By Amy Sanders
Only 12% of the U.S. population have the skills needed to obtain, process, and understand health information (NAAL). This statistic is staggering when you consider how many people consume health information online; according to Pew, 72% of internet users say they looked online for health information within the past year. What does this mean for digital health communicators?
First, at some point we are all health communicators. We all need to know how to explain and understand health information. But, if you are a digital health communicator, you’re an information broker – providing valuable health information that is 1) understandable and 2) consumable. Your online channel (e.g. Twitter vs. website) of communication will be highly dependent on your audience.

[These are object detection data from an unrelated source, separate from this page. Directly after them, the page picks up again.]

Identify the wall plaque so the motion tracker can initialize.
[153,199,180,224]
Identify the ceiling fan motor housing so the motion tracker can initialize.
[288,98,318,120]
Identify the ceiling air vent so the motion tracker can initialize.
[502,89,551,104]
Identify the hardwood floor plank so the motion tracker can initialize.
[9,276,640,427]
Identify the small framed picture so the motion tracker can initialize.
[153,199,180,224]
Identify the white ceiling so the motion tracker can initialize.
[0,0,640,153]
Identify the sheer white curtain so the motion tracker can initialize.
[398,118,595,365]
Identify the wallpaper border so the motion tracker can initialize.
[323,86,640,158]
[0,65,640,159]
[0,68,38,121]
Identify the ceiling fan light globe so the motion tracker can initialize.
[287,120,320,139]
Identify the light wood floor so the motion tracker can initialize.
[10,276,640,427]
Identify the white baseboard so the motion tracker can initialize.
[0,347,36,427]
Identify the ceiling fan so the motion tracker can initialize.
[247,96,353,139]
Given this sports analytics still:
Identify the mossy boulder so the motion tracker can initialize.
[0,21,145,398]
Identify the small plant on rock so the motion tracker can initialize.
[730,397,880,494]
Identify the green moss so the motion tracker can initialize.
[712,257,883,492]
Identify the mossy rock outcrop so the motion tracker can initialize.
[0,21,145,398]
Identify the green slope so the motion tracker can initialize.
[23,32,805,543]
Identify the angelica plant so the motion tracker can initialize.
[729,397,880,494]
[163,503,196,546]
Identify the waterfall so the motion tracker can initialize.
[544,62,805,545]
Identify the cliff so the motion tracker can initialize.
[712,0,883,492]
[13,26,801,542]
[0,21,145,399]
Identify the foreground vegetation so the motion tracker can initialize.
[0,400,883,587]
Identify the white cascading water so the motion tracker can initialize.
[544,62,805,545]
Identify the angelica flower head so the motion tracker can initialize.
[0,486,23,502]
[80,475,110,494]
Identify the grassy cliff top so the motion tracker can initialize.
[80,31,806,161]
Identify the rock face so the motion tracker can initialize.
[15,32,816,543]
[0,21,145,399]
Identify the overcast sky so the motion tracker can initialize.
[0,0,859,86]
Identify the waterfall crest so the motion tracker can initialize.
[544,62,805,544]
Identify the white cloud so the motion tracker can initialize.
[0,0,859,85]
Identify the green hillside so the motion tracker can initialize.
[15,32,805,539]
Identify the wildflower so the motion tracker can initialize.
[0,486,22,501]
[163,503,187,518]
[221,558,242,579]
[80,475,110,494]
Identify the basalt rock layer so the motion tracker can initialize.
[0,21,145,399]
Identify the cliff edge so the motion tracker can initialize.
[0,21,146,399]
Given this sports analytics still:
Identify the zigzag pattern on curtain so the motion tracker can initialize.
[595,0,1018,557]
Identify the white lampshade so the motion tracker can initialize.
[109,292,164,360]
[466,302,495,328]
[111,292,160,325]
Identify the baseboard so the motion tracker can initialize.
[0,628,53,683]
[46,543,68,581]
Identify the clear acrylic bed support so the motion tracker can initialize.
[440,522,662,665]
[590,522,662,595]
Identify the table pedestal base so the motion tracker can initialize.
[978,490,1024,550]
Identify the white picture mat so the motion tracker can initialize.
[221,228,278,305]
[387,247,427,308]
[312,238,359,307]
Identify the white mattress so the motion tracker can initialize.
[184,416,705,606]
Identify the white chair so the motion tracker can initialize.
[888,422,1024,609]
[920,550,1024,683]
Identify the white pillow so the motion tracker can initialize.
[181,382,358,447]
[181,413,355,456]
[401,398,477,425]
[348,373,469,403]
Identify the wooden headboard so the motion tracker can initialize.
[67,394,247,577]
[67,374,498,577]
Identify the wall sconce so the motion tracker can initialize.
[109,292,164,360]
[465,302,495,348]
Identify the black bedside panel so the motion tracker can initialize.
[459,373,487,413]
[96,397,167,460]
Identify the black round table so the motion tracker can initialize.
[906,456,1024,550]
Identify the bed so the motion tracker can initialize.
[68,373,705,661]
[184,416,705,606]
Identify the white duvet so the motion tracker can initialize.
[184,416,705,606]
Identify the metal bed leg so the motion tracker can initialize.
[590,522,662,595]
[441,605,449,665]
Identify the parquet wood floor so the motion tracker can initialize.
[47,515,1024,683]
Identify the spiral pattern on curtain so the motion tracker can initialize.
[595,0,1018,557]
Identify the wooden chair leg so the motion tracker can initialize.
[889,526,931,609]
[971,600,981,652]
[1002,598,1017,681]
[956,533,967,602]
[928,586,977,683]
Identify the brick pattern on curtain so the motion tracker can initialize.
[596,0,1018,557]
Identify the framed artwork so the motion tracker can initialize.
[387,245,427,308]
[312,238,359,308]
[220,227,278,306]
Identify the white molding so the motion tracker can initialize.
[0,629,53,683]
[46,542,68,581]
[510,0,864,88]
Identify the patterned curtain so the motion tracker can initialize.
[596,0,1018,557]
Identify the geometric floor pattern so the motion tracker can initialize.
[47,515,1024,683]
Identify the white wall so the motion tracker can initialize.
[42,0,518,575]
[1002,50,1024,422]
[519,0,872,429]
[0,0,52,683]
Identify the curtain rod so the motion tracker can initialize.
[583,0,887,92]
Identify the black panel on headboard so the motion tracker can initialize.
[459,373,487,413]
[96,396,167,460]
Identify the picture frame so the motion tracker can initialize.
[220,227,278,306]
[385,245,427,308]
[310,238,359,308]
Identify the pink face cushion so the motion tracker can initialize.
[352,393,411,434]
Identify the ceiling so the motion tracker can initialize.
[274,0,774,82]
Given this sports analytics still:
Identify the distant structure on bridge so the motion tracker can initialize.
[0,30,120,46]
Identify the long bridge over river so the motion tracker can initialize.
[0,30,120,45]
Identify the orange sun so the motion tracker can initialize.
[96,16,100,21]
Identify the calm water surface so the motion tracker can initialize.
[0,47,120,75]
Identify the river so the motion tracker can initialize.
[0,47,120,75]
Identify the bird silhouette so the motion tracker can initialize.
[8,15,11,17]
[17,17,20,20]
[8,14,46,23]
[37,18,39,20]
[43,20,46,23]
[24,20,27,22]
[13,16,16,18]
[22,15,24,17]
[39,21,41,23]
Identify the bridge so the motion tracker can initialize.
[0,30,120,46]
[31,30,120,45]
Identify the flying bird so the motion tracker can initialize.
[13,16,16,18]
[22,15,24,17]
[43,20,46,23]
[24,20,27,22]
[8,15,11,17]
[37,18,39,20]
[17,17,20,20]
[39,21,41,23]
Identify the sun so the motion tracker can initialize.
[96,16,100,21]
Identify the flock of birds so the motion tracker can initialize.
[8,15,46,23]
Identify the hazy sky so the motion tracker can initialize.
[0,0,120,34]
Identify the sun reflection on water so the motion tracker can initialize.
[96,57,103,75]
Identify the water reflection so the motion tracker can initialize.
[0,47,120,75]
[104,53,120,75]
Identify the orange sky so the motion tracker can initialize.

However, there are a few things to keep in mind when writing for any audience:
Make the style and formatting approachable. Only 12 percent of the U.S. population has a proficient health literacy level to obtain, process, and understand health information (HHS). To ensure that information is easily read by everyone, remember:
- Active (vs. passive) voice is more easily understood.
- Short sentences (15 words or less) are better for conveying complex ideas.
- Visuals (e.g. infographics) can help overcome communication barriers.
- An opportunity for people a way to ask additional questions (e.g. phone number, Facebook, etc.) ensures that unclear information can be clarified.
Create a communication checklist. No matter what the size of your team or the scope of your health topic(s), a communication checklist can be invaluable. Of course, you’ll need to tailor your checklist to fit your purpose. Try to include audience preferences, key information to convey, and your goals and objectives. Consider including the following questions in your own checklist:
- Who is your target audience?
- What are the top 5 characteristics that define this population?
- Which communication channel(s) does your audience use most frequently?
- What is the main point you’re trying to convey?
- How can your audience take action based on this information?
- When is it best to convey this information?
- How will you measure if you successfully communicated this information?
A simple, easy-to-use checklist or guidelines document will ensure you deliver the right health information in a way that’s easy to understand. Treat your checklist as a living document, updating as needed based on your goals and objectives. Remember, as a digital health communicator, you have a responsibility to communicate complex topics clearly and effectively. A person’s health may depend on it!